Why Is Kraft Heinz's CEO Pausing Its Planned Split?

Kraft Heinz, the maker of the iconic brands like Heinz Ketchup, Kraft Mac & Cheese and Oscar Mayer, has decided to pause its previously announced plan to split into two independently traded companies, a reversal of a strategy unveiled in September 2025.
Steve Cahillane, who joined the company in January 2026, taking over from former CEO Carlos Abrams-Rivera, emphasised that many of the company's issues are manageable and within the firm's control.
"My number one priority is returning the business to profitable growth, which will require ensuring all resources all fully focused on the execution of our operating plan," Steve said in a statement. "As a result, we believe it is prudent to pause work related to the separation and we will no longer incur related dis-synergies this year."
The announcement came alongside the company's quarterly earnings report, marking Steve's first financial results since taking to the helm.
Background on the planned succession
In September 2025, Kraft Heinz announced its plans to split into two standalone companies, "Global Taste Elevation Co." and "North American Grocery Co.".
The separation aimed to reduce operational complexity, allow more strategic focus for each brand portfolio and accelerate profitable growth.
At the time, Miguel Patricio, then Chair of the Board, said: "By separating into two companies, we can allocate the right level of attention and resources to unlock the potential of each brand to drive better performance and the creation of long-term shareholder value."
The two companies were expected to house Kraft Heinz's largest brands: Global Taste Elevation Co. would include Heinz, Philadelphia and Kraft Mac & Cheese, while North American Grocery Co. would include Oscar Mayer, Kraft Singles and Lunchables, with Carlos Abrams-Rivera set to lead the latter.
Increased investment to drive growth
As part of its renewed focus, Kraft Heinz plans to invest approximately US$600m into its US business, targeting marketing, sales, research and development, as well as product quality and selective pricing.
Discussing the investment, Steve said in a statement: "Thanks to disciplined financial stewardship, our balance sheet is strong and our Free Cash Flow capabilities, robust - positioning us well to fund these investments and execute on the plan, while still generating excess cash.
"We are confident in the opportunity ahead and believe this investment will accelerate our return to profitable growth."
The CEO also highlighted the clarity of the company's plan in a LinkedIn post: "We have a solid plan and our job is clear. By making these investments and focusing our time and talent on a single goal, I am confident we can do it."

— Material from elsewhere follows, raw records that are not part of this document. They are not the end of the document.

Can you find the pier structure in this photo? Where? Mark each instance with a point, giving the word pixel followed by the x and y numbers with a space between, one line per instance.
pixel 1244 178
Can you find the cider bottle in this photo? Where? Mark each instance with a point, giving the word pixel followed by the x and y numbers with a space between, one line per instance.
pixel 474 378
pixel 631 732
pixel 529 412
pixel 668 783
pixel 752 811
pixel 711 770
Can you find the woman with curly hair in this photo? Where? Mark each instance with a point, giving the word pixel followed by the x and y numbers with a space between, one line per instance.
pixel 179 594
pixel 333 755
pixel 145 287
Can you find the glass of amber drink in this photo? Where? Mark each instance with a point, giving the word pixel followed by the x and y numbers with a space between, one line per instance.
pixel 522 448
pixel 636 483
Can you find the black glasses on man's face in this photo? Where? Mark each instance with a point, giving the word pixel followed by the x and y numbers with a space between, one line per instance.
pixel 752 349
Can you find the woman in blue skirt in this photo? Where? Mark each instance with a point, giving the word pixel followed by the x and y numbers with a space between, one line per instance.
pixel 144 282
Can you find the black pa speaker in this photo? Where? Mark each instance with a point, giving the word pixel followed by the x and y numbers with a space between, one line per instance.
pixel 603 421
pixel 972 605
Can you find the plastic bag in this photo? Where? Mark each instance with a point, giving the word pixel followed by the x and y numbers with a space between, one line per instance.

Financial highlights amid transition
Kraft Heinz reported full-year 2025 net sales of US$24.9bn, a decrease of 3.5% compared to the previous year, while organic net sales fell 3.4%
Adjusted operating income declines 11.5% to US$4.7bn, and the company posted a net loss of US$4.7bn, largely due to non-cash impairment losses.
Despite these challenges, Steve expressed confidence in the company's path forward: "I've been in this industry a long time building beloved brands and exceptional teams. I know an opportunity when I see one, and I know Kraft Heinz brands can return to growth."
Under his leadership, the company is prioritising operational improvement and internal investment over structural change. The pause in the separation allows the company to concentrate resources on turning around its US business while preparing for profitable growth.